Creating a personal and convenient banking experience helps banks stand out in an increasingly crowded and competitive marketplace. To grow or even just to retain market share, personalised offerings and better customer experiences are imperative.
For Fortinet Malaysia country manager Dickson Woo, however, in the race to innovate, banks must remain alert to unprecedented cybersecurity risks that continue to evolve with new technology adoption and increased hybrid working arrangements.
The former Ministry of Communications and Digital had reported that Malaysia experienced 4,327 cybercrime cases in the first quarter of 2023, with losses valued at RM77 million.
Increasing Cyber Risks for Banks
The value of cybersecurity for the banking sector
Woo, in a note today (Jan 16), said Banks need to fulfil the following cybersecurity requirements so they can shield their services and protect customers from threat actors:
Visibility: Mobile services, Internet of Things (IoT), and cloud deployments have created a complex banking landscape that demands complete oversight of all their environments to stay ahead of data breaches and cyberattacks.
Security automation: Integrating automated processes and ‘policy as code’ measures can take routine work off security teams’ hands, including reinforcing devices and monitoring the network. Policy as code is an approach where policies are written, updated and enforced using code.
Automation and operational efficiency: Modern cybersecurity demands integrated solutions that can automate tasks, reducing the need for manual configurations and constant monitoring. Implementing ‘policy as code’ can further streamline this process.
Flexibility: Having an adaptable security infrastructure is crucial for banks to enforce policies consistently across on-premises and multi-cloud architectures. They can also configure security solutions and practices to ensure robust protection even as infrastructure changes.
Compliance reporting: With central banks emphasising cyber resilience, security teams must balance adhering to these regulations and proactively defending against cyberthreats. Utilising policy as code can also help ensure compliance by codifying and automating policy checks.
Leveraging necessary change to maximise business outcomes
“Banks and other financial institutions are constantly juggling between meeting customers’ expectations and complying with a litany of data privacy and security regulations. Traditionally, each bank department is powered by separate systems to meet their distinct roles and responsibilities. The problem with this setup is that it leads to an increased risk of attacks, data breaches, and regulatory violations,” Woo said.
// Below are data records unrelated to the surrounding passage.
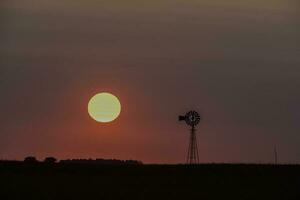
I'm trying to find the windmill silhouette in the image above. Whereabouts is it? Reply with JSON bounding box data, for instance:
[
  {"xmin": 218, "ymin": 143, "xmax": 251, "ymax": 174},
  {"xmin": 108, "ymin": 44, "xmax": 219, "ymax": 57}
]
[{"xmin": 179, "ymin": 110, "xmax": 200, "ymax": 164}]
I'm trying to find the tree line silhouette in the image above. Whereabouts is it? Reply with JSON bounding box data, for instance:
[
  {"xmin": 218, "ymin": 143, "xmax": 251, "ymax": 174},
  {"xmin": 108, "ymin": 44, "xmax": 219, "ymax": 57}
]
[{"xmin": 19, "ymin": 156, "xmax": 143, "ymax": 165}]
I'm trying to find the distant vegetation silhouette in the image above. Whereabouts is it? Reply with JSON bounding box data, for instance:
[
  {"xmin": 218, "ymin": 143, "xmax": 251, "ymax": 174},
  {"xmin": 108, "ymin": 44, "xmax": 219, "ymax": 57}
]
[{"xmin": 0, "ymin": 156, "xmax": 143, "ymax": 165}]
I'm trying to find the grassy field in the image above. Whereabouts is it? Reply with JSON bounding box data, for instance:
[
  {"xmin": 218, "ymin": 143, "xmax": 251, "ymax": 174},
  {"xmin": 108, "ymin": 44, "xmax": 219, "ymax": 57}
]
[{"xmin": 0, "ymin": 163, "xmax": 300, "ymax": 200}]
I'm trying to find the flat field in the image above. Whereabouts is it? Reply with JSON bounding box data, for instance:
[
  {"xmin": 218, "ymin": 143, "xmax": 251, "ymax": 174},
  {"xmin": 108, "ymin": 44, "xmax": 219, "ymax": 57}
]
[{"xmin": 0, "ymin": 162, "xmax": 300, "ymax": 200}]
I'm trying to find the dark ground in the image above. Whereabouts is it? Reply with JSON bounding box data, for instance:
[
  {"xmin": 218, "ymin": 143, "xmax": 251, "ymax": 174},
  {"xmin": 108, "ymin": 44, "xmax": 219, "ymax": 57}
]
[{"xmin": 0, "ymin": 163, "xmax": 300, "ymax": 200}]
As banks continue to adopt new technologies to enhance their services, networking and security solutions should be implemented in tandem to better protect their ever-expanding infrastructure. This way, teams can leverage advanced defence capabilities and automation to respond to attacks.
Besides that, banks should also install software-as-a-service (SaaS) solutions that scale protection capabilities across network components. These include endpoint devices, IoT machines, and cloud services.
Thanks to increasing digitalisation, banks need to keep up with cybersecurity innovations to safeguard their customers and operations. Those who fail to build a strong cybersecurity infrastructure will lose customers and be subjected to ruinous fines and penalties. However, those who go on the front foot will find themselves reaping the rewards of improved customer trust and increased cyber resilience, Woo added.